A well-structured, maintainable, and extensible boilerplate project for building Model Context Protocol (MCP) servers using TypeScript. This boilerplate aims to accelerate development, promote consistency, and incorporate best practices for creating MCP integrations.

Features

  • TypeScript: Modern, type-safe JavaScript.
  • MCP SDK: Uses the official @modelcontextprotocol/sdk.
  • Focused Implementation: Streamlined with stdio transport support for simplicity and reliability.
  • Example Primitives: Includes basic examples for:
    • Tools: greet (greeting with configurable prefix) and add (simple calculator)
    • Resources: welcome (welcome message resource)
    • Prompts: summarize (topic summarization prompt)
  • Configuration: Loads configuration from .env files and environment variables (src/config.ts).
  • Validation: Uses zod for robust argument validation in primitives.
  • Structured Logging: Uses pino for structured JSON logging (src/logger.ts). Pretty-printed logs in development.
  • Error Handling: Custom error classes (src/errors.ts) and consistent try/catch patterns in all handlers.
  • Containerization: Multi-stage Dockerfile for creating optimized production images.
  • Linting/Formatting: Configured with ESLint and Prettier.
  • Testing: Setup with Vitest. Includes example tests for configuration loading (tests/config.test.ts) and the greet tool handler (tests/greet.test.ts).

Prerequisites

  • Node.js (v18 or later recommended)
  • npm (usually included with Node.js)
  • Docker (optional, for running in a container)

Setup and Installation

  1. Clone the repository (or use as a template):

    # If you cloned it
    git clone <repository-url>
    cd mcp-server-boilerplate
    
  2. Install dependencies:

    npm install
    
  3. Configure environment (Optional):

    • Copy the example environment file:
      cp .env.example .env
      
    • Edit the .env file to set your desired configuration (see Configuration section).

Configuration

Configuration is managed via environment variables, which can be loaded from a .env file for local development.
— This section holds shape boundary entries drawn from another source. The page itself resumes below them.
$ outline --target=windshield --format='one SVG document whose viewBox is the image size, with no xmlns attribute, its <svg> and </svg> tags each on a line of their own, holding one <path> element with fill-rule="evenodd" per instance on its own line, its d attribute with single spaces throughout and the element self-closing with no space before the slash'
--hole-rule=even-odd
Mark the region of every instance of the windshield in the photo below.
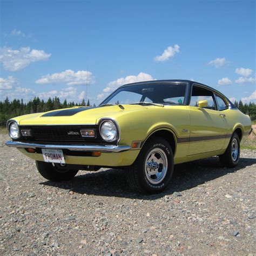
<svg viewBox="0 0 256 256">
<path fill-rule="evenodd" d="M 128 86 L 118 89 L 100 105 L 130 104 L 140 102 L 183 105 L 185 90 L 185 84 L 145 84 Z"/>
</svg>

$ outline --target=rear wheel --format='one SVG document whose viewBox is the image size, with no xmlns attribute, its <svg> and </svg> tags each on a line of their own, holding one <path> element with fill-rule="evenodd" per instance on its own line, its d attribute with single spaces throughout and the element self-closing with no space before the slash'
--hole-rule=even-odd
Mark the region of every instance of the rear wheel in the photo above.
<svg viewBox="0 0 256 256">
<path fill-rule="evenodd" d="M 226 151 L 219 158 L 224 166 L 232 168 L 237 165 L 240 159 L 240 140 L 237 133 L 232 135 Z"/>
<path fill-rule="evenodd" d="M 52 181 L 70 180 L 78 172 L 78 170 L 58 168 L 51 163 L 36 161 L 39 173 L 45 179 Z"/>
<path fill-rule="evenodd" d="M 173 172 L 173 154 L 166 140 L 155 138 L 147 142 L 126 170 L 131 188 L 143 193 L 155 193 L 167 186 Z"/>
</svg>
  • LOG_LEVEL: The minimum level for logging (e.g., trace, debug, info, warn, error, fatal). (Default: info).
  • NODE_ENV: Set to production for optimized builds and standard JSON logs. Defaults to development (enables pretty logs).
  • CUSTOM_GREETING_PREFIX: Optional prefix for the greeting tool (e.g., "👋 "). Default is empty.

Running the Server

Development Mode (with Hot-Reload and Pretty Logs)

This command uses tsx to run the TypeScript code directly and pipes the output through pino-pretty.

npm run dev

Note: The dev script requires pino-pretty to be installed (npm install --save-dev pino-pretty).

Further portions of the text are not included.